There is a certain plant in our garden, which has very vigorous tendencies. It twines up at lightning speed, and just when you think you’ve got it all out, there’s a white trumpet flower at eye-level! Yes, it’s convolvulus, or bindweed. I discovered a huge rampant pile of this annoying plant smothering my apple tree today, and I started thinking about its tendencies.

It creeps about along the fence lines, ready to take advantage of the gardener’s inattention. It always seems to be someone else’s problem, coming through from under the fence – we always blame the neighbours for not controlling it, and they probably are grumbling about my slovenly gardening habits in allowing it to go through their fence!

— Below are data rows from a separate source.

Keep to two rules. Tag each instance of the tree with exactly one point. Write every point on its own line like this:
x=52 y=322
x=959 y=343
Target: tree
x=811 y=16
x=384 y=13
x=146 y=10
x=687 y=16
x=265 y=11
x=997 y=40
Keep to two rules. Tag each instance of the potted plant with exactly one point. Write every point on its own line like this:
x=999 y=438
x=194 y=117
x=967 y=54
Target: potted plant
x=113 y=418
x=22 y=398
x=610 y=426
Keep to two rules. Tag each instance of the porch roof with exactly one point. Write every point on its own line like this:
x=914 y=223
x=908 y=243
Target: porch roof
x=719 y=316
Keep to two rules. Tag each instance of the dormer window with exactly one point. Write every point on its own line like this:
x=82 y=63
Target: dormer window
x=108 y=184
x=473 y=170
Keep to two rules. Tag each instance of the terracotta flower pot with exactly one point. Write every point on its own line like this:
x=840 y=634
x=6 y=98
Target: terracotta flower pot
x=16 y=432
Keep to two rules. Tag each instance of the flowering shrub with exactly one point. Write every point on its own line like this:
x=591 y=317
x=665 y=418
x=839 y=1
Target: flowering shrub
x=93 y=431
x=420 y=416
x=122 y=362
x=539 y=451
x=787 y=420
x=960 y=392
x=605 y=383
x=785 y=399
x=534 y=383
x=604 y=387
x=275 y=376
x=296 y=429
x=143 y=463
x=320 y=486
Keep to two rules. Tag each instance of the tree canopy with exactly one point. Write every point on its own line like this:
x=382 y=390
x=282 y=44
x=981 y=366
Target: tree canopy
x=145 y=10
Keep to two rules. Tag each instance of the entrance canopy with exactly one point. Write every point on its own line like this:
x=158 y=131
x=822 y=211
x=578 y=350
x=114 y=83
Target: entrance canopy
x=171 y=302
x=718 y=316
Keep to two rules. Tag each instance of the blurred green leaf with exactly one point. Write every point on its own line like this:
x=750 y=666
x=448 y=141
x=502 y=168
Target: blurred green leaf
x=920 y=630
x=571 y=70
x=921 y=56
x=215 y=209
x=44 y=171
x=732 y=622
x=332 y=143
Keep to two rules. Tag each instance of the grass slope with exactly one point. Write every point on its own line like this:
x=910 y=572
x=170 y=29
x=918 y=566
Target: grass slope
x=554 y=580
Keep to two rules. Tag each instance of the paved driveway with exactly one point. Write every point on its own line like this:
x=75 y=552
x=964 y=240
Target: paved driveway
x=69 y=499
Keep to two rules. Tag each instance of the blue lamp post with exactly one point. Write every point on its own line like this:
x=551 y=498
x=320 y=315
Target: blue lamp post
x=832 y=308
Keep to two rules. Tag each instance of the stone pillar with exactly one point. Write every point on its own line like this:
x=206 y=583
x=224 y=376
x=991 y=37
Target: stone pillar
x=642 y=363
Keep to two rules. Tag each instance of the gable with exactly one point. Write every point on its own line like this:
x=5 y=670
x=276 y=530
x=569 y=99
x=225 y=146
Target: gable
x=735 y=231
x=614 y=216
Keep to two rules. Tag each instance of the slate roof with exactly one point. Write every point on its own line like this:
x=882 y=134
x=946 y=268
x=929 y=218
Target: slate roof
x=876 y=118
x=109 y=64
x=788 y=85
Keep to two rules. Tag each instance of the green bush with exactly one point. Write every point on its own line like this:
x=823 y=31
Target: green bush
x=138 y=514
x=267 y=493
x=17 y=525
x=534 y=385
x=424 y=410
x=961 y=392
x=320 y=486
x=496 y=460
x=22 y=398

It seems to me that convolvulus is a metaphor for that habit many of us suffer from, of blaming other people. It’s so easy to try and shift all blame away from ourselves, rather than stand accountable for what we have done, or why we have done it, or what we have not done. Just as we all try to blame the next-door gardeners for the weeds coming under (or over) the fence, we all try to blame someone else, rather than stand up and face the music.

But with God we can stand up and be judged, because Jesus has taken our punishment. We can pull out our own convolvulus, and instead of grumbling about it being there, we can thank God for the pretty white flowers that alert us to its presence – hopefully before it completely strangles the apple tree!

There are some blessings with this plant – the kids like to pop the flowers off, and call them ‘granny-pops’. The other blessing is that the rabbits eat them! Now all I’ve got to do is train the rabbits to climb the trees!

Have a look at my favourite song about Bindweed!

Sin and convolvulus

I’ve been enjoying getting into that garden, now that spring is finally here! The soil is dark and rich, the weeds aren’t too big to get out, except for that sneaky character convolvulus! I’ve gone all over the raised vegetable bed, removing the thick white roots, but just when I think it’s all gone, I find another bit, right in the middle! It’s always worst by the fenceline, and it’s very easy to blame the neighbours for not attending to their own weeds, but letting them infest my place.

I was looking along the weedy fencelines, and it struck me that sin is like these weeds. It’s easy to spot sin in the middle of the freshly- and frequently- attended vegetable gardens of our life – the parts of our day that come under regular and public attention. But how about around the edges? In the dark corners? In the shadow of the fences? We can blame the neighbours, or those around us, for sinful habits and attitudes sneaking in below the radar, but as Christians we have the responsibility to hold all our life under the scrutiny of God;’s holiness. It’s easy to spot obvious things in other people’s lives that we regards as sin, but how about the attitudes, the judgmentalism, the pride, that can so easily sneak in, take root and become habits of thought, and, worse, of speech?

Next time you’re weeding along the fences and spot those tendrils snaking underneath, think about what could be coming into your character from outside. I have seen the effect of television on my children’s language and speech habits – it’s an outside influence which needs to be weeded. What is there in your life? How about that drink, that turned into three drinks, that happens every day? New Zealand culture is full of excessive alcohol, and it becomes an idol, it makes people behave in ways displeasing to God, and it wastes resources.

 

Weed your garden, not just the obvious bits, but shine the light into the corners.